You won’t be able to read it, of course. But if you had that chance, it might even make you smile and get the everlasting troubles that you’ve carried on your shoulders throughout your life to feel like small, unimportant details. It’s enough to make you want to sing the blues and do it out of joy rather than misery.
Alberta & The Dead Eyes’s “Bundled Up Blues” sounds like the story of terrible things that occurred so long ago that laughing about it is not only permitted but encouraged. It’s a joyful, playful sound built on the blues. It may get you tapping your feet and snapping your fingers. And, when you put it all this way, there’s no reason why anyone should carry a sob tale in their back pocket.
Mike B & the Universe – Sweet Black Bean
Similar artists: John Prine, John Craigie
Genre: Indie Folk, Americana, Alt Country
The things that people would do for a thrill are many and shockingly perilous. But ask any concerned citizen about them, and they’ll frown and ask for greater jail sentences.

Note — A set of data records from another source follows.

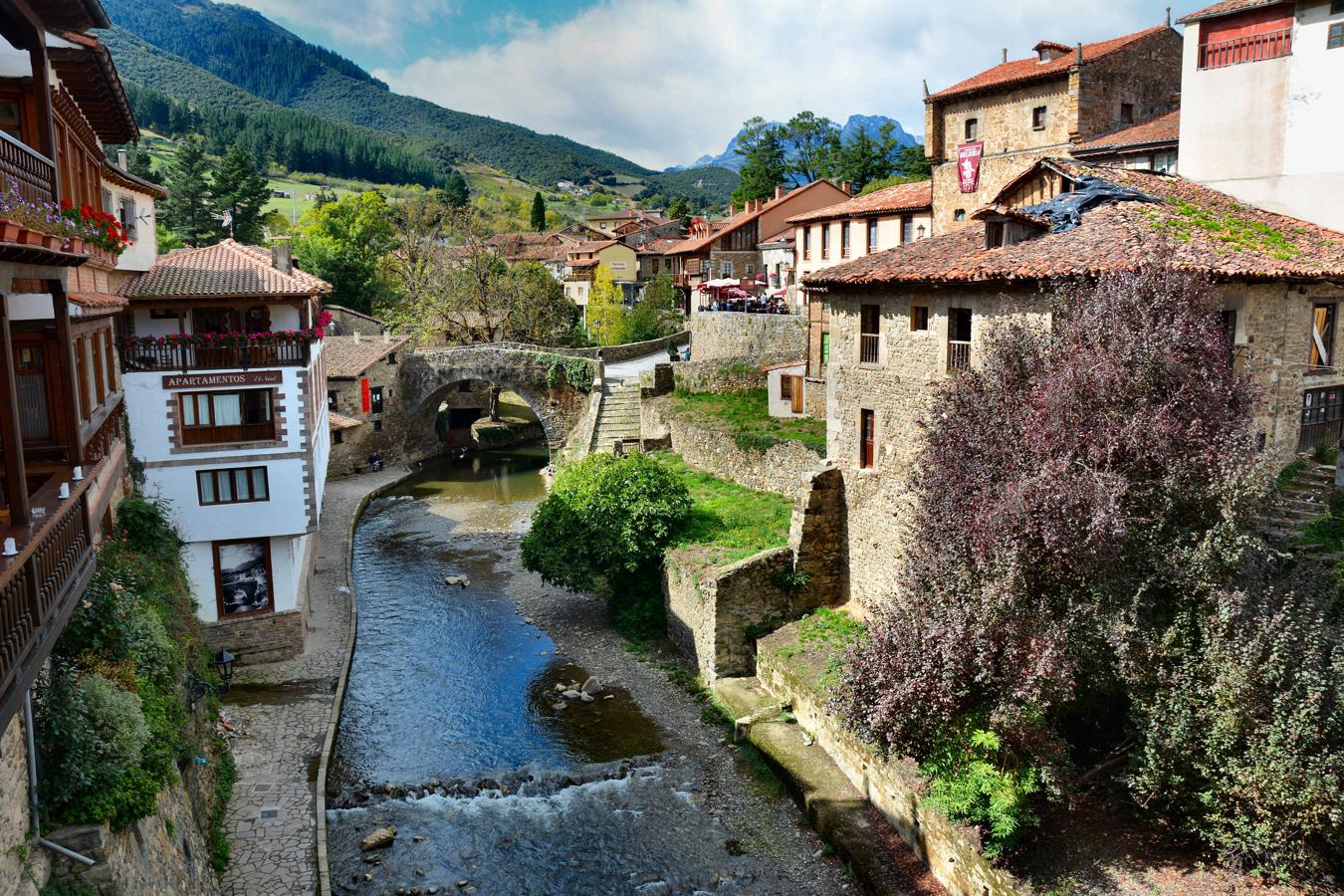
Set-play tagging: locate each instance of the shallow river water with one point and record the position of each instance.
(454, 733)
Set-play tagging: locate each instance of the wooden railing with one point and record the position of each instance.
(868, 348)
(1252, 47)
(959, 356)
(39, 585)
(31, 172)
(195, 357)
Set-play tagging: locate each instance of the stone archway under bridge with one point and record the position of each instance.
(557, 387)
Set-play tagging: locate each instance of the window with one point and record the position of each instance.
(1323, 338)
(238, 485)
(918, 318)
(215, 418)
(868, 334)
(867, 438)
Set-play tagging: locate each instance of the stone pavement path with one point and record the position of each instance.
(284, 708)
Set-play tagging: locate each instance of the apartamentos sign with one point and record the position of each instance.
(218, 380)
(968, 165)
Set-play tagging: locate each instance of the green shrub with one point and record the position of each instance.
(974, 780)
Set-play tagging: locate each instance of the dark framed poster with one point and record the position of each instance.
(244, 577)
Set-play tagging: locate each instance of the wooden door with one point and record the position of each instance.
(867, 438)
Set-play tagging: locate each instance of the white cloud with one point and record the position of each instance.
(663, 81)
(367, 23)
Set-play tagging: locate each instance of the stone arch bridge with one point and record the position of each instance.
(556, 385)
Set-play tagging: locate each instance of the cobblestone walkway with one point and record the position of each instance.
(283, 710)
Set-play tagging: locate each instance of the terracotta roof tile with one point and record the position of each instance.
(223, 269)
(346, 356)
(1193, 227)
(1159, 129)
(889, 199)
(1225, 8)
(1016, 72)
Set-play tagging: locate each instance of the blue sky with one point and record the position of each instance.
(664, 81)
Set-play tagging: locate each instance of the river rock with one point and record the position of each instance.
(380, 838)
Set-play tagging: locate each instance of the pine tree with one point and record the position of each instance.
(187, 210)
(242, 192)
(538, 212)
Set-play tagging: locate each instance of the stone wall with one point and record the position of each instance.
(717, 612)
(757, 338)
(779, 469)
(891, 786)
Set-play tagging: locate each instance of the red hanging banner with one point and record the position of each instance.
(968, 164)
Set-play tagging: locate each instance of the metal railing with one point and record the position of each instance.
(868, 348)
(959, 354)
(1254, 47)
(39, 584)
(137, 358)
(31, 172)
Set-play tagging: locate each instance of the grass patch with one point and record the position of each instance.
(730, 520)
(746, 418)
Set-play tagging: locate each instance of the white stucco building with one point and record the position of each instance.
(227, 400)
(1262, 88)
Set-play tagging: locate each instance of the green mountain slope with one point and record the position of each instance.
(246, 50)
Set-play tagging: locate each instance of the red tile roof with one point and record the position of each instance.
(1193, 227)
(1226, 7)
(348, 356)
(222, 270)
(1017, 72)
(1159, 129)
(889, 199)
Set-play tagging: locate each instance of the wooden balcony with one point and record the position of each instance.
(141, 358)
(31, 172)
(41, 583)
(959, 354)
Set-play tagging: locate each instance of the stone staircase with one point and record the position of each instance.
(618, 415)
(1297, 503)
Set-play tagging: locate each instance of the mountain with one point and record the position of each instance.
(249, 51)
(730, 158)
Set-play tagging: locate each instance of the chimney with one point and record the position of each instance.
(280, 256)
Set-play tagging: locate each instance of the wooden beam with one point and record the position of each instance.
(66, 349)
(15, 477)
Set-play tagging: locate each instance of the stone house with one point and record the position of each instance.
(1262, 85)
(860, 226)
(905, 322)
(363, 385)
(983, 131)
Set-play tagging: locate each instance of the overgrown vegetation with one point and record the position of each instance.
(745, 415)
(111, 714)
(1083, 584)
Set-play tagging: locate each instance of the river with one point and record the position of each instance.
(456, 733)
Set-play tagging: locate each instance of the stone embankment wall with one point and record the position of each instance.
(717, 612)
(893, 786)
(757, 338)
(780, 469)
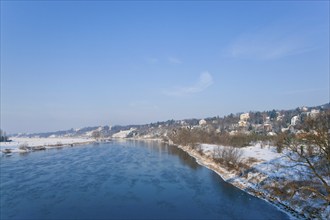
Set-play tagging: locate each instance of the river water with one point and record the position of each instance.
(129, 179)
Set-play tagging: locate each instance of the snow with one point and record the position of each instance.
(123, 134)
(35, 142)
(269, 167)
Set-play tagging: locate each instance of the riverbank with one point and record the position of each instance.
(22, 145)
(251, 183)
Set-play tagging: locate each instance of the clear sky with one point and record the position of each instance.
(71, 64)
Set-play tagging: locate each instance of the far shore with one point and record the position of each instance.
(23, 145)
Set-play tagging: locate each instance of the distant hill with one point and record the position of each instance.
(226, 123)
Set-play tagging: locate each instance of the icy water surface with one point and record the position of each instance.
(130, 179)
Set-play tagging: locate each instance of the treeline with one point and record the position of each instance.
(191, 137)
(3, 136)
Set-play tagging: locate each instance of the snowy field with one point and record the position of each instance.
(46, 142)
(266, 168)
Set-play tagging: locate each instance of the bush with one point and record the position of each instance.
(228, 155)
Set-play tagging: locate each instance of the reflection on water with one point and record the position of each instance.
(130, 179)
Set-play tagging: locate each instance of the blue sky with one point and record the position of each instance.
(82, 63)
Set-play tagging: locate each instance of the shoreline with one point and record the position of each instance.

Still, if there’s one chemical refreshment that we’ve all managed to agree on, it’s coffee. It gets our lights to come on, our car engines to start, and keeps the world turning. Well, sure, the coffee beans don’t do that themselves, but they sure do pour those ideas into our heads. I know; I’m drinking one as we speak.
Shockingly, there are few songs about the world’s favourite drug. Could it be that for many people, this addiction is something for which they feel shame? Or is it just a matter of the fact that few songwriters have managed to find the right words?
Mike B & the Universe’s jokey “Sweet Black Bean” is just the coffee-drinking anthem that the world needs. Unlike beer anthems, wine anthems, or songs written about hard drugs, this doesn’t mince words. The folk-country tune raises a glass of the black ol’ stuff to the thing that makes you rise from your bed in the morning and crash back into it at night. It contains the kind of observations that might’ve come from John Prine’s pen and could turn Mike B & the Universe into folk heroes of the common, coffee-drinking man.